Completely unsurprising news from the White House: President Trump is reportedly planning to transition leadership at the State Department, moving out Rex Tillerson and, perhaps, transitioning in Mike Pompeo, the director of the CIA.
Why is this unsurprising? Tillerson’s tenure has been in jeopardy long enough that an informal term referring to it — “Rexit” — no longer needs an explanation. As far back as July, before Tillerson had hit the six-month mark in his position, there were questions about whether he would soon be departing the agency. Trump and Tillerson always seemed at odds on matters of diplomacy, and the president was more than willing to make those differences obvious in public. For example:
…Save your energy Rex, we'll do what has to be done!
— Donald J. Trump (@realDonaldTrump) October 1, 2017
And so, at long last, here we are. Tillerson may be gone in a few weeks, according to The Washington Post’s reporting. If that happens, he will be one of the shortest-serving secretaries of state in American history — and the only one who was in that position for less than a year because the president he served was frustrated with his performance.
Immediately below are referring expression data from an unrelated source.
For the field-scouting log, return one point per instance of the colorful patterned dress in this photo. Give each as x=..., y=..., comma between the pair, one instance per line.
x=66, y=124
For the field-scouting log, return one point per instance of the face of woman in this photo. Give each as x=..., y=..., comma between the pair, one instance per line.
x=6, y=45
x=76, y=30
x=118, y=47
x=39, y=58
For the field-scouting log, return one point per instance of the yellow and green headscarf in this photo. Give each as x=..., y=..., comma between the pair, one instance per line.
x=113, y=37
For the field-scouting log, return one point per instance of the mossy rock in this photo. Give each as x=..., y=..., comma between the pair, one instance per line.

If Tillerson is gone by Dec. 15, he will have served for 318 days. Only 12 of the 69 tenures leading the department have been shorter. Of those, eight were truncated by a presidential transition. One ended when the secretary died. One, Edward Stettinius Jr., left to serve as ambassador to the United Nations after helping to form that organization. Another, William Day, left to lead a Peace Commission after the Spanish-American War. Elihu Washburne served only briefly, as an honor bestowed by President Ulysses S. Grant.
A tenure of less than a year for a Cabinet member isn’t itself that unusual. It has happened a number of times during the past few administrations. On the chart below, blue bars indicate varying Cabinet tenures. Red bars indicate those who served all eight (or, in the case of George H.W. Bush, four) years in the same position.
Tillerson won’t have lasted quite as long as Alexander Haig, the most recent secretary of state to leave his position under fire — but the example of Haig demonstrates that such a move fairly early in an administration is not without precedent.
It’s just that Tillerson’s time at the State Department has been fraught from the outset and, if the reports on Thursday are accurate, his tenure unusually short.
But, again: This is not really a surprise.